Derby proponents claim the contest will help protect elk herds and reduce livestock depredation.
There is, however, zero scientific evidence supporting those claims. Ironically very likely the opposite is true.
Boosters also say the wolf derby is no different from “big buck contests” staged across the country and which offer prizes to hunters who harvest trophy deer that weigh the most or have the biggest racks.
In fact there’s huge difference. Those who partake in big buck contests are discriminating. They carefully assess their targets. They’re not pulling the trigger merely to document a tally; they’re killing to put meat in the freezer.
In contrast, the wolf derby has little to do with discrimination or with celebrating the mystique of an animal. It is all about feeding mythology based upon assumptions that often don’t hold up to scrutiny. Read the Barry Lopez quote on the left. “There is no excuse for derbies in 21st-century wildlife management,” says Suzanne Stone, the Idaho director of Defenders of Wildlife. “This derby would commercialize the harvest of predators and will not achieve any management objective.”
Stone helped start the Wood River Wolf Project outside Sun Valley that has achieved remarkable success using non-lethal management tools to reduce wolf-livestock conflicts.
One thing state fish and game departments seldom discuss, she says, is the complex social pack structure of wolves and coyotes.
Canid packs are led by breeding males and females that teach their offspring how and what to hunt. They maintain pack unity and tend to be the only animals that breed and raise pups.
In interviews I’ve done with well-respected canid researchers — I wrote a book about the natural history of coyotes — they say understanding social dynamics of predators is essential in knowing how to manage them.
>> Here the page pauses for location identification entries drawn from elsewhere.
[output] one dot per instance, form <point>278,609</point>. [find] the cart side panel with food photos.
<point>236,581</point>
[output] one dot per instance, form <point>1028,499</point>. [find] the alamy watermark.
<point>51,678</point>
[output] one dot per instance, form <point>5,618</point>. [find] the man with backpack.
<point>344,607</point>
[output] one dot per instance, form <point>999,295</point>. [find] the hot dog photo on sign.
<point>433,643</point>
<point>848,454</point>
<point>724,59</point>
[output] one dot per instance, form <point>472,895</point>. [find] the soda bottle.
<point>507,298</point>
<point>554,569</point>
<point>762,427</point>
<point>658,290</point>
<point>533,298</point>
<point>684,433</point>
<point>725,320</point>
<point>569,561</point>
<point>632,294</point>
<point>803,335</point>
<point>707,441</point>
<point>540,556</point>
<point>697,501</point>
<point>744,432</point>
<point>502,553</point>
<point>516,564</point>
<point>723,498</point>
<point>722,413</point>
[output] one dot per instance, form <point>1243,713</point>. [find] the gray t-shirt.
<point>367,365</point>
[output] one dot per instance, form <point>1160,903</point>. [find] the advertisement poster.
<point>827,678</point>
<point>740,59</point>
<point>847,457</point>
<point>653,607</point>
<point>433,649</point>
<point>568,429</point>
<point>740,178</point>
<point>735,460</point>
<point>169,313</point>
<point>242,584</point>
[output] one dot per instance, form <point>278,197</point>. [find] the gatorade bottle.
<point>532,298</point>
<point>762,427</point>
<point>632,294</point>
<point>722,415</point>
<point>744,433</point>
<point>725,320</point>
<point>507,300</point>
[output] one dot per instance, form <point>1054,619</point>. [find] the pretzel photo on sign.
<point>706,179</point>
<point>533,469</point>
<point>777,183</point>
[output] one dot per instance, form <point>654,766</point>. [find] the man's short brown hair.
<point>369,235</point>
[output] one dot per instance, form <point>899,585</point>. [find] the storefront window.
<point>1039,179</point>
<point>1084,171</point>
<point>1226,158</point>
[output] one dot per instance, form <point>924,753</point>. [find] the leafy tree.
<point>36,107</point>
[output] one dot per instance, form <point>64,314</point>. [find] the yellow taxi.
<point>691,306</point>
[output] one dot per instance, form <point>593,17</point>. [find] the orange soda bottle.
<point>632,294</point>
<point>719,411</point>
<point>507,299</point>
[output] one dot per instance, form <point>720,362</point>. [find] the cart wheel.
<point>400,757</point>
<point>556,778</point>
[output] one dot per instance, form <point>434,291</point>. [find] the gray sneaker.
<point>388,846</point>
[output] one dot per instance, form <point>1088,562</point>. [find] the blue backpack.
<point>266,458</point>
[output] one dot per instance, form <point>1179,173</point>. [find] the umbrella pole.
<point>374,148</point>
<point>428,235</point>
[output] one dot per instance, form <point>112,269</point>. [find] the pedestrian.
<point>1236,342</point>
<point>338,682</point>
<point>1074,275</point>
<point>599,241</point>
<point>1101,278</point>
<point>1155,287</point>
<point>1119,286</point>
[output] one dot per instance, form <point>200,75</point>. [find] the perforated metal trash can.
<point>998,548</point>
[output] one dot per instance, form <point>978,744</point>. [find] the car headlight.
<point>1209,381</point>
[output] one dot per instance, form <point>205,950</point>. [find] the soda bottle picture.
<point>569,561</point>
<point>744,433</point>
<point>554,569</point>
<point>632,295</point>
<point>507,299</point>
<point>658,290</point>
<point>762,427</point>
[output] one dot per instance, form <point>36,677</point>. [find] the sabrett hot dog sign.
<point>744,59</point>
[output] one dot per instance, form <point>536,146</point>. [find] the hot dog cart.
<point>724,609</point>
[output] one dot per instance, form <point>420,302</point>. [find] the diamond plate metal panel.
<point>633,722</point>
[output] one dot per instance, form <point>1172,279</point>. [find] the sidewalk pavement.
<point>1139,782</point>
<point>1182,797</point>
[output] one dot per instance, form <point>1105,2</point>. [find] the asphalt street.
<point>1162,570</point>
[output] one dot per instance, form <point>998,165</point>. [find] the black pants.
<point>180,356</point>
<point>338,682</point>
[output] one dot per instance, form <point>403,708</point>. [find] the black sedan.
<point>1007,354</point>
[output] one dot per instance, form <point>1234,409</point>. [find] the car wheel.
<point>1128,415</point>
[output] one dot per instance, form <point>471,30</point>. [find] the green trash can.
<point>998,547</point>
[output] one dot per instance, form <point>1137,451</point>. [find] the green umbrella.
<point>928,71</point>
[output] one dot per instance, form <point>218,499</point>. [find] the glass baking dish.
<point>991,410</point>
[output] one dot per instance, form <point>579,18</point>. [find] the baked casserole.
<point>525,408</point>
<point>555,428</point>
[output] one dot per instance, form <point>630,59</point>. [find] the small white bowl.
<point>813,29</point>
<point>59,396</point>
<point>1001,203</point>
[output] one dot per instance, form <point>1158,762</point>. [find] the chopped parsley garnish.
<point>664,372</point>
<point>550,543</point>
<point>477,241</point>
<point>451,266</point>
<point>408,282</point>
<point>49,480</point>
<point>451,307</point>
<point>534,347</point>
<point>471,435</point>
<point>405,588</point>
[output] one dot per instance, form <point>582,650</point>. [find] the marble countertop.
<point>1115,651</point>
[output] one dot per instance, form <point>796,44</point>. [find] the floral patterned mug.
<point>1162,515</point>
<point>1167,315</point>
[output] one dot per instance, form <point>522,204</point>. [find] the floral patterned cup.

I’m willing to bet that the BLM office reviewing the wolf derby permit request has no grasp of wolf and coyote biology. “I have been working on wolves for 20 years and predator-prey issues for 30. These predator derbies make little sense in terms of solving any wildlife issue as they tend to destabilize social structure in wolves and lead to reproductive responses in coyotes that then have larger litters and breed when they are younger,” says Bob Ferris, a biologist and executive director of Cascadia Wildlands.
Ferris, a long-time hunter, suggests that derbies, which almost equate blowing away animals with playing a video game, turn people off. “As a hunter, this sort of exercise seems more driven by a ‘red mist’ mentality that does not strike me as consistent with ‘fair chase’ strictures about killing for a purpose or doing so out of respect for the animal,” he adds. “Events like these only lead to an unfortunate degradation of the public perception of hunters.”